I am sure all researchers have encountered and/or performed hypothesis testing at one point or another. Even if you are not a researcher by trade, it is very likely you have heard the term “p-value” or “the result is significant” from the news.

But what does “significant” mean? According to wikipedia, statistical significance means “the significance level defined for a study, α, is the probability of the study rejecting the null hypothesis, given that it were true; and the p-value of a result, p, is the probability of obtaining a result at least as extreme, given that the null hypothesis were true. The result is statistically significant, by the standards of the study, when p < α.” Not exactly simple and straightforward, which is probably one of the reasons for the many confusion and misunderstandings about what is “significant”.

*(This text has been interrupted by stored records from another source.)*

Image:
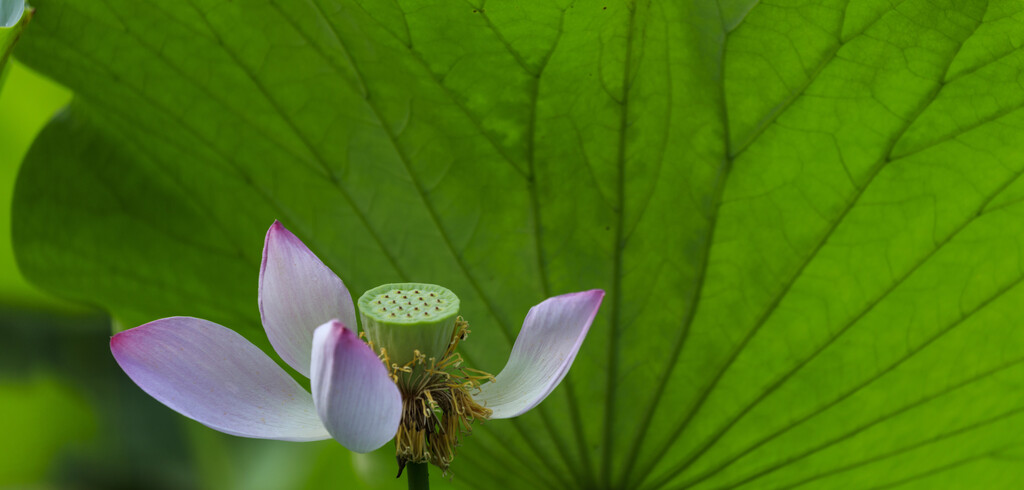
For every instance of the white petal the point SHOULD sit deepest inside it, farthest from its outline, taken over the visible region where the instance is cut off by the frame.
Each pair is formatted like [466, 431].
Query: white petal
[215, 376]
[297, 294]
[543, 353]
[355, 398]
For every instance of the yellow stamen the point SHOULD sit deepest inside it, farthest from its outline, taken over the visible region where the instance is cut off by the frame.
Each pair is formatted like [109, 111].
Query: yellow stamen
[436, 403]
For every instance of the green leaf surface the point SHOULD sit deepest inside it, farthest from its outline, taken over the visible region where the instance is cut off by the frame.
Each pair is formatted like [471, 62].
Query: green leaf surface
[807, 215]
[13, 17]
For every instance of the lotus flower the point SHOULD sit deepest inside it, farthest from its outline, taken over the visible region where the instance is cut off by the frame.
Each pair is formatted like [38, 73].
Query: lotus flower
[360, 397]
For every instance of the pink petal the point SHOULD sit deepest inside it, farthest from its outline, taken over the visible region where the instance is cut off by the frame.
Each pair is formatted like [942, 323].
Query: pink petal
[543, 353]
[355, 398]
[297, 294]
[217, 377]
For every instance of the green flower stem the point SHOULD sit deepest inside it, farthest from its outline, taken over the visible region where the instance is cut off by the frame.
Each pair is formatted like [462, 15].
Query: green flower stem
[417, 474]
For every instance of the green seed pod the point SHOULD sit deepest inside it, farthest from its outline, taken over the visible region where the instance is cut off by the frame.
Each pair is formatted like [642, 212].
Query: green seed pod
[407, 317]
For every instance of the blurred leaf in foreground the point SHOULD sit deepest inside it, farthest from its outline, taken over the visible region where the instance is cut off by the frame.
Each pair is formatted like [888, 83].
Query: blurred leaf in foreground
[13, 17]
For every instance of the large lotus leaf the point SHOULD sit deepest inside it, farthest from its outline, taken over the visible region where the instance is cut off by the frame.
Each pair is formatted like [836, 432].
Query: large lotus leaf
[807, 215]
[13, 17]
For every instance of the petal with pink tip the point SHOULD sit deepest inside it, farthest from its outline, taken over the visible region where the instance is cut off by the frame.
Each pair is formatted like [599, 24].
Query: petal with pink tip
[217, 377]
[355, 398]
[297, 294]
[543, 353]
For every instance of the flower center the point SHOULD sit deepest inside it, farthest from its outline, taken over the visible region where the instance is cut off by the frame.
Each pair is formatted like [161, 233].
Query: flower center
[437, 406]
[409, 317]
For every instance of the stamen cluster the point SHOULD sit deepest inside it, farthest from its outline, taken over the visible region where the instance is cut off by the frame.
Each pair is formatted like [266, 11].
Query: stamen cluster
[436, 402]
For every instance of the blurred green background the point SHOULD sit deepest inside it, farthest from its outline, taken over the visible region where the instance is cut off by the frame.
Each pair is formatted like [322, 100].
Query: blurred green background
[72, 419]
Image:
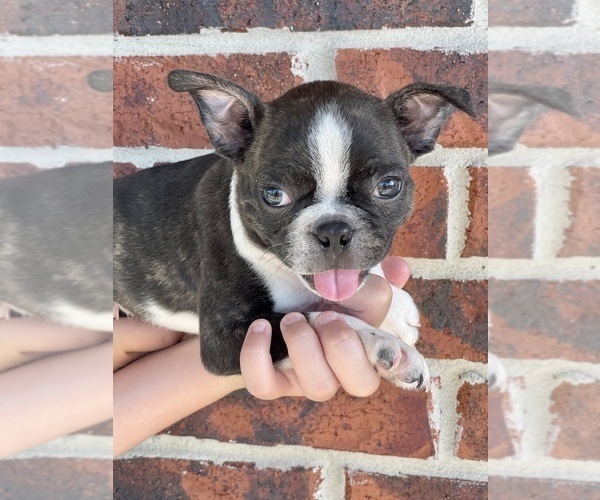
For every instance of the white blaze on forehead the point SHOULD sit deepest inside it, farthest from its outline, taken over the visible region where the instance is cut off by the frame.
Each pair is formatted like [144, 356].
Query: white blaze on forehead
[329, 144]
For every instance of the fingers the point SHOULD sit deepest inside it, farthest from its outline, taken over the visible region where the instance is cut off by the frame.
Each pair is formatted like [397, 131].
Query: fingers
[261, 378]
[372, 302]
[317, 380]
[396, 270]
[346, 355]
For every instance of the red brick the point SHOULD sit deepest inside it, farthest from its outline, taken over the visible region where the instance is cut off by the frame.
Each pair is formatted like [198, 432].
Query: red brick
[53, 105]
[476, 244]
[576, 409]
[14, 169]
[55, 17]
[382, 72]
[583, 235]
[391, 422]
[544, 320]
[500, 444]
[363, 486]
[148, 113]
[511, 202]
[453, 318]
[543, 489]
[472, 409]
[531, 13]
[64, 478]
[425, 233]
[145, 17]
[122, 169]
[577, 74]
[191, 479]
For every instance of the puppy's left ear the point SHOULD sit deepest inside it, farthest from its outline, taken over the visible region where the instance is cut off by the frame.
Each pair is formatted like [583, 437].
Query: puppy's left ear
[229, 112]
[421, 110]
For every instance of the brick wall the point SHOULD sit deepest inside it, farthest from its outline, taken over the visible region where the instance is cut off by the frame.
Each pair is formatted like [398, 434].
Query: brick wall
[545, 257]
[55, 102]
[393, 444]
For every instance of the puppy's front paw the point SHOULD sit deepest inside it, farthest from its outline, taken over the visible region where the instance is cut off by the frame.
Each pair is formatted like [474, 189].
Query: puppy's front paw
[394, 359]
[403, 318]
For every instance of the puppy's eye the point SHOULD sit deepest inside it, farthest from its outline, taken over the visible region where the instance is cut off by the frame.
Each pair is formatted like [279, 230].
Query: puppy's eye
[388, 188]
[276, 197]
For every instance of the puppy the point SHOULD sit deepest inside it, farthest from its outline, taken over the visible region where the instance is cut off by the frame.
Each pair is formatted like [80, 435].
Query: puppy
[298, 205]
[55, 249]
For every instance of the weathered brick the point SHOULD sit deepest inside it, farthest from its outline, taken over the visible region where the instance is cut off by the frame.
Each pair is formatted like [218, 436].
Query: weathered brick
[545, 320]
[56, 17]
[531, 13]
[391, 422]
[499, 443]
[122, 169]
[191, 479]
[576, 409]
[534, 489]
[363, 486]
[147, 17]
[148, 113]
[14, 169]
[476, 244]
[425, 233]
[576, 74]
[511, 202]
[583, 235]
[53, 104]
[64, 478]
[382, 72]
[472, 409]
[453, 318]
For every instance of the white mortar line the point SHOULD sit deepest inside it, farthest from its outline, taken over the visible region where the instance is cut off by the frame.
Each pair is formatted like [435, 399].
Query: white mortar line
[472, 268]
[467, 40]
[552, 216]
[284, 457]
[49, 157]
[561, 269]
[523, 156]
[578, 38]
[458, 179]
[545, 468]
[145, 157]
[444, 418]
[73, 446]
[530, 417]
[56, 46]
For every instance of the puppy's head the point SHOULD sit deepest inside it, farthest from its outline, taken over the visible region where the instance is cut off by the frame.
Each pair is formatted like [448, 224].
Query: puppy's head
[321, 173]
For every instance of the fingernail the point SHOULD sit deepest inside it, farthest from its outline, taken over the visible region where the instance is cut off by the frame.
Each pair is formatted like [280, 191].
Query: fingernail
[259, 327]
[326, 317]
[291, 318]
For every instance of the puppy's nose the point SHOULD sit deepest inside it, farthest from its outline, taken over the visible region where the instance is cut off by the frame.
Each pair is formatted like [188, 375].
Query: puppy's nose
[334, 236]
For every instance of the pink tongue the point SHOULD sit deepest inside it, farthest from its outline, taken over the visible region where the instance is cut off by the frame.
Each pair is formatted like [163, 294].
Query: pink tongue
[337, 285]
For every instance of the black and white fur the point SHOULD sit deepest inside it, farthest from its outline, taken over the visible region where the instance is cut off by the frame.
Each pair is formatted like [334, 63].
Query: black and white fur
[197, 248]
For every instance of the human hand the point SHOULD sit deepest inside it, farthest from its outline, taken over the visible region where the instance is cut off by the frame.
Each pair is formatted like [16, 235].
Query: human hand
[326, 357]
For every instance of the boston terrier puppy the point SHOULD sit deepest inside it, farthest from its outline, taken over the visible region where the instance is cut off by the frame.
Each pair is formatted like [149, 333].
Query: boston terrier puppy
[296, 209]
[55, 248]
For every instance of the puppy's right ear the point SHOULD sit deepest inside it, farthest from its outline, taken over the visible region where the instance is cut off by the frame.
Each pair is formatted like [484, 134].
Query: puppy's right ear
[229, 113]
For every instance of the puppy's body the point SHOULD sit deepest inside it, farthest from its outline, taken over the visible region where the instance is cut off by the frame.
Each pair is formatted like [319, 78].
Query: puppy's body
[304, 199]
[55, 250]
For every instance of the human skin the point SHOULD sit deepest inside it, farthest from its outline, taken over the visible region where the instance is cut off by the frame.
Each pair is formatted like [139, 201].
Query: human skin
[164, 381]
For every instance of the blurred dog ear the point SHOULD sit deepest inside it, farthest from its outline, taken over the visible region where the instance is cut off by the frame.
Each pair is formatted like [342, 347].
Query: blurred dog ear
[229, 112]
[421, 109]
[513, 107]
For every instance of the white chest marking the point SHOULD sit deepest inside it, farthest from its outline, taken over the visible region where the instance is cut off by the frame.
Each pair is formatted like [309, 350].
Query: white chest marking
[187, 322]
[286, 288]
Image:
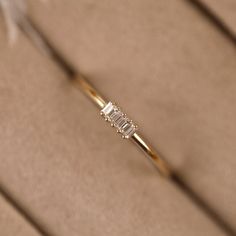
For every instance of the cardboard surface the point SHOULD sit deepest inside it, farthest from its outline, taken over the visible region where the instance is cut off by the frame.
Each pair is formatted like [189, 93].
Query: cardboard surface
[225, 10]
[11, 223]
[171, 70]
[65, 164]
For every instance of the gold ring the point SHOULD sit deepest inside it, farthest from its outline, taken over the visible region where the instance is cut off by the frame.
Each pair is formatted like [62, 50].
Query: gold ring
[125, 126]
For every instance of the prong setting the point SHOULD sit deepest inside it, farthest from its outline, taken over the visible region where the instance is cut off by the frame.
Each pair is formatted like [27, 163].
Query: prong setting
[113, 114]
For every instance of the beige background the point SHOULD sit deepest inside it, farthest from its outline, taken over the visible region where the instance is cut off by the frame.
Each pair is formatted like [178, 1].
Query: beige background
[68, 168]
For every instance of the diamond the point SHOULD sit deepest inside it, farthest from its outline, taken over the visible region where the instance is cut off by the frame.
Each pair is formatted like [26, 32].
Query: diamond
[107, 109]
[117, 118]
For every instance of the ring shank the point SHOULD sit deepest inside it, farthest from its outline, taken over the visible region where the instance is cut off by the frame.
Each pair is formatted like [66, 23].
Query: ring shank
[83, 84]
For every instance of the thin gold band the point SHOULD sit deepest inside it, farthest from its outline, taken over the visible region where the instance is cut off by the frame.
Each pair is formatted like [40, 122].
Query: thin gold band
[82, 83]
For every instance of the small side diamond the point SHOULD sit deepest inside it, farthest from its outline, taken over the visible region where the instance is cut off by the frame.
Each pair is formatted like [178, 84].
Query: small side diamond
[117, 118]
[107, 109]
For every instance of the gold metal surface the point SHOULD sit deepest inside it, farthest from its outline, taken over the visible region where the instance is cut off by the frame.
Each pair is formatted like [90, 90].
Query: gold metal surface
[83, 84]
[163, 167]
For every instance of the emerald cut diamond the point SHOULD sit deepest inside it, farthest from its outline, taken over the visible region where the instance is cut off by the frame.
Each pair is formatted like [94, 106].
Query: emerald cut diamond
[119, 120]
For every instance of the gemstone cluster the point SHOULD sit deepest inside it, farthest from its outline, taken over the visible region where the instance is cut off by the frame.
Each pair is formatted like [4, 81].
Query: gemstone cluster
[119, 120]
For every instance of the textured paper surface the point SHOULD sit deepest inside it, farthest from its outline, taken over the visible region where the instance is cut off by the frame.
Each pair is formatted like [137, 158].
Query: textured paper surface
[11, 223]
[65, 164]
[226, 10]
[171, 70]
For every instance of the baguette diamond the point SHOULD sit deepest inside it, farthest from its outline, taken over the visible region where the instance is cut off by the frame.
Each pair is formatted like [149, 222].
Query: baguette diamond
[118, 119]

There are numerous articles explaining the meaning of statistical significance and correcting its common misinterpretations 1. Recently, I read a good explanation from an etymology perspective in the book “The Lady Tasting Tea - How Statistics Revolutionized Science in the Twentieth Century” by David Salsburg:

Somewhere early in the development of this general idea, the word significant came to be used to indicate that the probability was low enough for rejection. Data became significant if they could be used to reject a proposed distribution. The word was used in its late-nineteenth-century English meaning, which is simply that the computation signified or showed something. As the English language entered the twentieth century, the word significant began to take on other meanings, until it developed its current meaning, implying something very important. Statistical analysis still uses the word significant to indicate a very low probability computed under the hypothesis being tested. In that context, the word has an exact mathematical meaning. Unfortunately, those who use statistical analysis often treat a significant test statistic as implying something much closer to the modern meaning of the word.

It is helpful to remember that in the context of statistics, “significant” originally meant “able to signify”, instead of “important”. It does not indicate anything about the plausibility of the hypothesis nor the importance of the results.

1: In particular, I would like to mention this paper titled “Statistical tests, P values, confidence intervals, and power: a guide to misinterpretations” (Greenland, S., Senn, S.J., Rothman, K.J. et al. Eur J Epidemiol (2016) 31: 337. doi:10.1007/s10654-016-0149-3). It lists 25 common misinterpretations of hypothesis testing, and explains why they are wrong.